Tariffs & Trade Wars
By Emmet Sullivan , Guest Blogger
Many consumers, investors, and ordinary citizens often worry when the word “tariff” is thrown around. Instantly signaling an increase in price in imported goods, the word is almost synonymous with a negative economic impact. Thinking in terms of the big picture, we need not jump to such hasty, and often misguided conclusions.
What is a Tariff?
First, it is important to understand what tariffs are, and what they hope to accomplish. A tariff is an additional tax imposed on imported goods. By imposing these taxes on imports, national governments hope to discourage large-scale outsourcing. As a result they hope to spur domestic production by driving import prices up. When the prices of imports go up, the hope is that consumers will look to domestic suppliers for goods they would normally obtain from international sellers.
The current tariff talks in the U.S. are based around metals. Specifically, President Trump wants to impose a 25% tariff on imported aluminum and steel. The levy is intended to increase demand of domestically manufactured metals by increasing the price of their international substitutes. This in turn might create a number of job opportunities in U.S. metal production related to the surge in demand.

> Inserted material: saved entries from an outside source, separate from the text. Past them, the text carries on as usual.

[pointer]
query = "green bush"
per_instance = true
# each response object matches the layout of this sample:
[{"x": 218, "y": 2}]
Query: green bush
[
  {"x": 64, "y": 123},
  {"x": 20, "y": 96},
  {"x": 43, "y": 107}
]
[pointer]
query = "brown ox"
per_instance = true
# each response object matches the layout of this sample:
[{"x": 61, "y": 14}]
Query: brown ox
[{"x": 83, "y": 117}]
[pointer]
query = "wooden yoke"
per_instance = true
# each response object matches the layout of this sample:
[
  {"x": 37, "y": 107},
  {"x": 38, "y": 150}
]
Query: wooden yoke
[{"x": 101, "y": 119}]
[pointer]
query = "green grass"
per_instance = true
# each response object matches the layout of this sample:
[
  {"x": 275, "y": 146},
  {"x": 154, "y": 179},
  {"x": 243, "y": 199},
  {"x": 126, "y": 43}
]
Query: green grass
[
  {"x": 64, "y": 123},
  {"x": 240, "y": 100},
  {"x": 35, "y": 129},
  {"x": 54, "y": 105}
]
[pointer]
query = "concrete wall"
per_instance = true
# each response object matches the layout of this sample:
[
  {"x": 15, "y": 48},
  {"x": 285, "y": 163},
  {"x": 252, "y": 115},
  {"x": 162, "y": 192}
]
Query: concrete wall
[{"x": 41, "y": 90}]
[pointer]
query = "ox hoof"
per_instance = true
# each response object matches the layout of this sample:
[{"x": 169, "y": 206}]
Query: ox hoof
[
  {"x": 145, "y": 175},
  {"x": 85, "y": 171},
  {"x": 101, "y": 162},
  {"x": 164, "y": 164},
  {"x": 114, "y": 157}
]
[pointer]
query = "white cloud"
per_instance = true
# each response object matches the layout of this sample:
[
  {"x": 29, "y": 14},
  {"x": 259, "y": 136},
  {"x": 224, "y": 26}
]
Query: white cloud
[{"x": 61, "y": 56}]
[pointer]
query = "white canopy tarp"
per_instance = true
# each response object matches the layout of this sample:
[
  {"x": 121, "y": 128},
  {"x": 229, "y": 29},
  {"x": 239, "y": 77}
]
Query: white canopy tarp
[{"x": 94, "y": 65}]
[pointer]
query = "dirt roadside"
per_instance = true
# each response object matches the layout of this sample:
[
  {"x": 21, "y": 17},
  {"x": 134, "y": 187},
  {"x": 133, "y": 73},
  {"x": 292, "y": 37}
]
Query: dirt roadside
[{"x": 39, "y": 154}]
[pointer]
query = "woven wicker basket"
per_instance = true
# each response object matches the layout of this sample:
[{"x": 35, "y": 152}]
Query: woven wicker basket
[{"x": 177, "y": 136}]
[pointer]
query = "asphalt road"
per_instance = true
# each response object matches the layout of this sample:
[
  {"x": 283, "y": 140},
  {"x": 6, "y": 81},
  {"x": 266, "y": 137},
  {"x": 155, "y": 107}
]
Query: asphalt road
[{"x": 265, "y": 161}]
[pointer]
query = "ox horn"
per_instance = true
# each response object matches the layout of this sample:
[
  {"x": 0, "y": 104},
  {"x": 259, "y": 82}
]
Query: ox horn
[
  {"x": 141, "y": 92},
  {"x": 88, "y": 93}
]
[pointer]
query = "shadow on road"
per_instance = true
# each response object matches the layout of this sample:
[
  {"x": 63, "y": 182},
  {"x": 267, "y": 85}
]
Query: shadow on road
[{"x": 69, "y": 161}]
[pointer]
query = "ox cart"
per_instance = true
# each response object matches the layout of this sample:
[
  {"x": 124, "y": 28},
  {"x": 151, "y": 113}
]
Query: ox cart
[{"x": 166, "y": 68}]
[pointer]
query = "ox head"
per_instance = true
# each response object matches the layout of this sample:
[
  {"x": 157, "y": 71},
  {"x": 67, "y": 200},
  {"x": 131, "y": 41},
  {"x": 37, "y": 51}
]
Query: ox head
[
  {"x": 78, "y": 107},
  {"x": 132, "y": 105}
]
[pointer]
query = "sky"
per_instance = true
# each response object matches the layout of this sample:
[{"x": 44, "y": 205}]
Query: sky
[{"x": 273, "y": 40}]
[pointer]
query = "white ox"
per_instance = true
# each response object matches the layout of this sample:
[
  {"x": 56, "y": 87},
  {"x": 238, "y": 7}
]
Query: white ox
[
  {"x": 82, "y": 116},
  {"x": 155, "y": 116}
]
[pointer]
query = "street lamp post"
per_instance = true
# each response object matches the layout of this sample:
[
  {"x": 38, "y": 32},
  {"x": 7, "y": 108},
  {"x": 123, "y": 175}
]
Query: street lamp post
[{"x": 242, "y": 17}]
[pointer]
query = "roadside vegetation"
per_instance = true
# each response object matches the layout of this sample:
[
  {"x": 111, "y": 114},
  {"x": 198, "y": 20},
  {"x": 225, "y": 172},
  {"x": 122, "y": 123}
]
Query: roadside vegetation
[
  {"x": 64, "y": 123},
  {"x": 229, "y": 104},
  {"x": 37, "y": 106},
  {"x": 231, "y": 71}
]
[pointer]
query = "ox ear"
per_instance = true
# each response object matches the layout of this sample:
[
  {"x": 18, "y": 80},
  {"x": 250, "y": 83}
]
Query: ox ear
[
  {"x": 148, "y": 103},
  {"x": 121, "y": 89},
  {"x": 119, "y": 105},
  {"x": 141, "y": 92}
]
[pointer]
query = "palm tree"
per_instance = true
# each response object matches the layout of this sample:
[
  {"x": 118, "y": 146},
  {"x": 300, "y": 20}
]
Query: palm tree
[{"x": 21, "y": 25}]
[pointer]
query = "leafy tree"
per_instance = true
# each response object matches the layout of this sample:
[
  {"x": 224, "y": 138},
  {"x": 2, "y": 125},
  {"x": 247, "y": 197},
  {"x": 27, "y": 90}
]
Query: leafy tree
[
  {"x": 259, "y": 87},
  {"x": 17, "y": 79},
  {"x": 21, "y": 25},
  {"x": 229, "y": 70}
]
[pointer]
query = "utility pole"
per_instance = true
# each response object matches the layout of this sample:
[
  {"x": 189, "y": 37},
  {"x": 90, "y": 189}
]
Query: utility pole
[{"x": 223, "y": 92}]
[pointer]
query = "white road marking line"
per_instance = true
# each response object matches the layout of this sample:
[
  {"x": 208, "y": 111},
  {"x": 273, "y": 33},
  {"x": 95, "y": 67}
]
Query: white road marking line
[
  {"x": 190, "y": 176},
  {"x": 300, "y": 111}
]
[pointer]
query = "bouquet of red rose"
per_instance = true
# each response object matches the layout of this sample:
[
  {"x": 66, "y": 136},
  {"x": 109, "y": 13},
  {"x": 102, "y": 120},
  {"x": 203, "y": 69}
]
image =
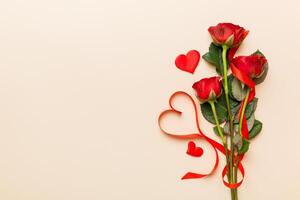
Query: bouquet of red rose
[{"x": 227, "y": 101}]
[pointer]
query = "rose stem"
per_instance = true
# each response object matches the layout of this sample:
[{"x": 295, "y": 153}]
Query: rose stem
[
  {"x": 240, "y": 132},
  {"x": 213, "y": 108},
  {"x": 230, "y": 167}
]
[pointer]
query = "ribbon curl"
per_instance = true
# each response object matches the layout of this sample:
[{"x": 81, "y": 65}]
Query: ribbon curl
[{"x": 198, "y": 135}]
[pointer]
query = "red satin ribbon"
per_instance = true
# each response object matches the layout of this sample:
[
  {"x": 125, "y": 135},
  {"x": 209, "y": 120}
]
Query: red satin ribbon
[{"x": 215, "y": 145}]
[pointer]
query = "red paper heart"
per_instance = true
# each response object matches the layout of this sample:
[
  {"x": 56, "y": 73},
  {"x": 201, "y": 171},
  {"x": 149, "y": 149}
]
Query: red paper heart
[
  {"x": 193, "y": 150},
  {"x": 188, "y": 62}
]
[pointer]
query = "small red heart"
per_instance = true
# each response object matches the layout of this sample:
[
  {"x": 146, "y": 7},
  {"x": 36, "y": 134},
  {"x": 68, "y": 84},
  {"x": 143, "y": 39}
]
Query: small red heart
[
  {"x": 193, "y": 150},
  {"x": 188, "y": 62}
]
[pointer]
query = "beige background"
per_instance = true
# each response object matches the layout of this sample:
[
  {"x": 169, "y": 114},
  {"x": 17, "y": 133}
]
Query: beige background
[{"x": 82, "y": 83}]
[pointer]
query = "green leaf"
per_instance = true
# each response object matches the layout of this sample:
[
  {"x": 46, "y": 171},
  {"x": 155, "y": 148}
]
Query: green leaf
[
  {"x": 225, "y": 129},
  {"x": 245, "y": 147},
  {"x": 238, "y": 141},
  {"x": 214, "y": 57},
  {"x": 238, "y": 89},
  {"x": 208, "y": 114},
  {"x": 250, "y": 109},
  {"x": 256, "y": 129}
]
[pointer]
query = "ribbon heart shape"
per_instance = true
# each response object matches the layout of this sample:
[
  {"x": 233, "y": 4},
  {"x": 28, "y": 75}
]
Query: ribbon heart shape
[
  {"x": 188, "y": 62},
  {"x": 192, "y": 149}
]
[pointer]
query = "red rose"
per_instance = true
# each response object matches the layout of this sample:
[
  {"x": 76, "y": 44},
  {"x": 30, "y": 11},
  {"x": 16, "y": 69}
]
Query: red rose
[
  {"x": 208, "y": 89},
  {"x": 253, "y": 66},
  {"x": 228, "y": 34}
]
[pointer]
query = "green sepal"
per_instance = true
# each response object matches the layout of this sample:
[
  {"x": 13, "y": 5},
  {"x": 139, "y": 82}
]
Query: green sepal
[
  {"x": 208, "y": 114},
  {"x": 264, "y": 74},
  {"x": 214, "y": 57}
]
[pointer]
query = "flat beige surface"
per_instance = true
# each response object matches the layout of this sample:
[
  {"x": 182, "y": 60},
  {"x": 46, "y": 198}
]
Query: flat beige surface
[{"x": 82, "y": 83}]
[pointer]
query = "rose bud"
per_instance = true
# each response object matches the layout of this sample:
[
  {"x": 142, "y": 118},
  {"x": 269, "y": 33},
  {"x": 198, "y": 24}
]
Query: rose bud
[
  {"x": 253, "y": 66},
  {"x": 208, "y": 89},
  {"x": 227, "y": 34}
]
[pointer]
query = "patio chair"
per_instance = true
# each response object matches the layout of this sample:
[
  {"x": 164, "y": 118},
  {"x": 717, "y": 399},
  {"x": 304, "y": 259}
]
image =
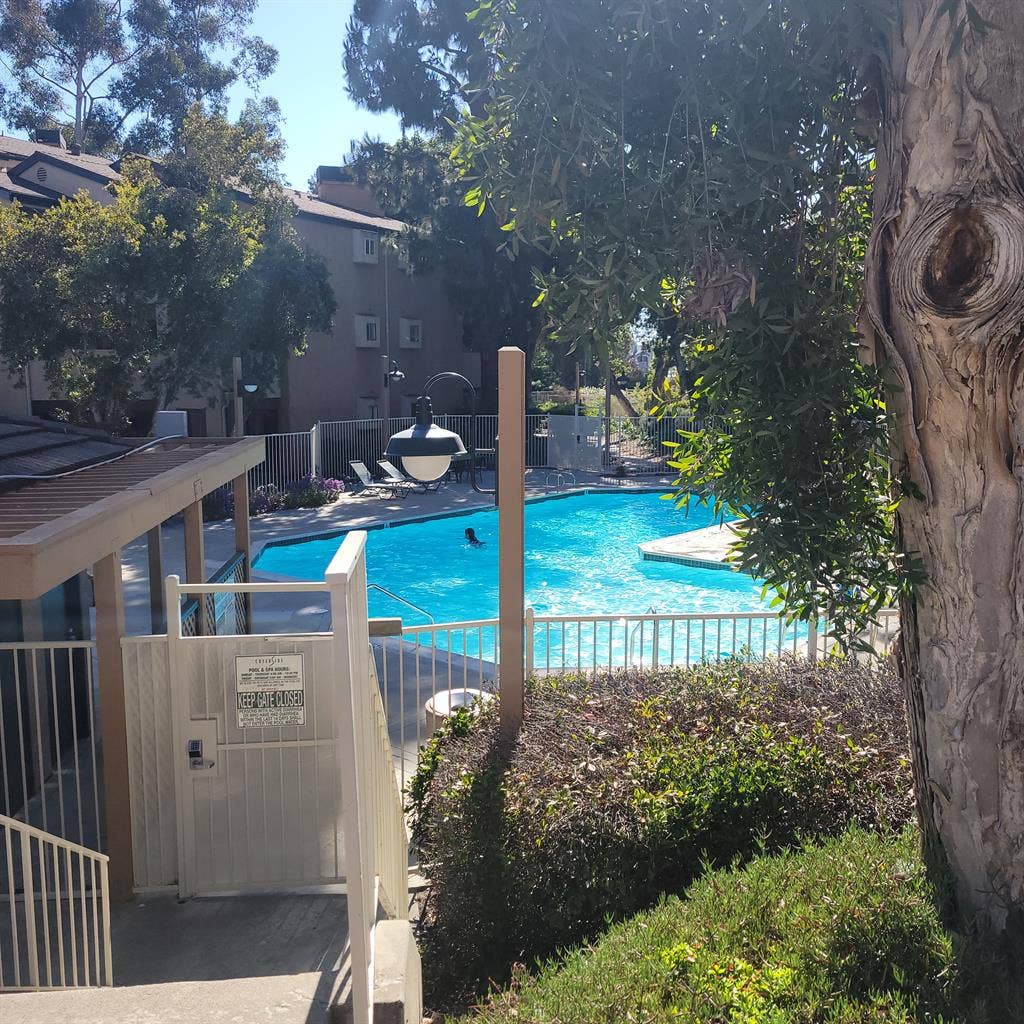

Many worry that this tariff may result in an international trade war between the U.S. and countries like China and South Korea. There is speculation that trading partners might retaliate with similar tariffs. Therefore, this would make it harder for U.S. producers to export their goods. However, Canada (the U.S.’s largest supplier of both aluminum and steel) and Mexico (the U.S.’s third largest trading partner) are both exempt from the tariff as part of the ongoing re-negotiation of the NAFTA agreement.
In summation, the tariff should not be an immediate cause for worry. As stated, some of the U.S.’s largest trading partners are exempt from its effects, and some speculate that it has been implemented as a negotiation tool for international agreements like NAFTA. The tariff’s long term effects remain to be seen, but we caution against fear of an economically-harmful trade war at present.